Günlerden Cuma...
Tipik bir iş günü, masamda oturmuş bazen çalışıyor bazen karşı pencerede ki manzaraya dalıp gidiyorum kim bilir kaçıncı defadır.
Hava biraz kapalı mı ne?
Ama sadece benim olduğum taraf böyle sanki, karşı mahallede güneş var
orası daha bir parlak.
Bu insanlar, bu arabalar nereye gidiyor böyle acele acele?
Onların yerine ben bunalıyorum dışarıdaki güneşi ve sıcaklığı düşününce...
Bir yandan çalışıyorum bir yandan da her şeyi ama her şeyi düşünüyorum
kafamda tek tek. Konudan konuya, olaydan olaya atlıyorum.
Sanki ezber yapar gibi unutmamam gereken şeyler gibi bir bir hepsini zihnimde tekrarlıyorum.
Kim bilir belki de hiç birini unutmaya kıyamıyorumdur.

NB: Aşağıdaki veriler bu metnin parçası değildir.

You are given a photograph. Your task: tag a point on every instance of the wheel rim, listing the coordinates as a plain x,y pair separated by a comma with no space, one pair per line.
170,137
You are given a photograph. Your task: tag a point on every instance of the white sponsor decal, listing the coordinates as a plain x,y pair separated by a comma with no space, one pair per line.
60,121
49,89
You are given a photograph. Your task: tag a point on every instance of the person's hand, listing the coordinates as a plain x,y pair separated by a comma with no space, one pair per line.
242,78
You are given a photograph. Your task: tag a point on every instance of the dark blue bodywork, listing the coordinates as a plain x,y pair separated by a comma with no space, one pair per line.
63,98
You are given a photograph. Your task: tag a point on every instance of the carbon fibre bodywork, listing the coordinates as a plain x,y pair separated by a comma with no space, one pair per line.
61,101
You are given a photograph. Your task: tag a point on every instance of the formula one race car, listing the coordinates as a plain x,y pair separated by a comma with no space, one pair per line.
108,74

Mesela bana yabancı insanların arasında yabancı bir şehrin otogarında,
yanıma oturan yine benim gibi yabancı bir kız çocuğu ile oynadığım oyunu,
konuşmalarımızı nasıl unutabilirim.
Kendi otobüs saatleri gelince bana iyi yolculuklar dileyen, tebessüm eden
annesini ve arkasından baktığım o kız çocuğunu...

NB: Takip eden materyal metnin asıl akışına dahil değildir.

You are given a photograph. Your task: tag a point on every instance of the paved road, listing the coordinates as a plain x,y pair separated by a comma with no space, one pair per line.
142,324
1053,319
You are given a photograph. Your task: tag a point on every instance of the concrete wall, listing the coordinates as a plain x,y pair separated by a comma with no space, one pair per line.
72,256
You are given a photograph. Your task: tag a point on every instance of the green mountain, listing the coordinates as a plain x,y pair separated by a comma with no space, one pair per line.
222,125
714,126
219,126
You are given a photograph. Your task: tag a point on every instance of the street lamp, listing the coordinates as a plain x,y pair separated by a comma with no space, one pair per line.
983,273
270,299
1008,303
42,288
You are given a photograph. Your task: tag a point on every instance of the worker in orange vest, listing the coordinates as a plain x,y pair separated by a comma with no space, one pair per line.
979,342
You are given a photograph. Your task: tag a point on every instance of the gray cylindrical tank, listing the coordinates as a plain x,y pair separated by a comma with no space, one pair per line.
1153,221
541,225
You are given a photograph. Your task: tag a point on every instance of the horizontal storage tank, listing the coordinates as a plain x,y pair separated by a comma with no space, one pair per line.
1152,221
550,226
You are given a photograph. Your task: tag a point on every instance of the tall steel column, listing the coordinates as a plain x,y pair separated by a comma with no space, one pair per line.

Ya da bu sıcakta yarısına kadar su dolu kovaya koyduğu,
aslında kendisinin olan ördek yavrusunu babasına doğum günü hediyesi
olarak götürmeye çalışan, sık sık ‘babam bu sürprize çok sevinecek
demi anne’ diye soran kız çocuğunu nasıl unutabilirim.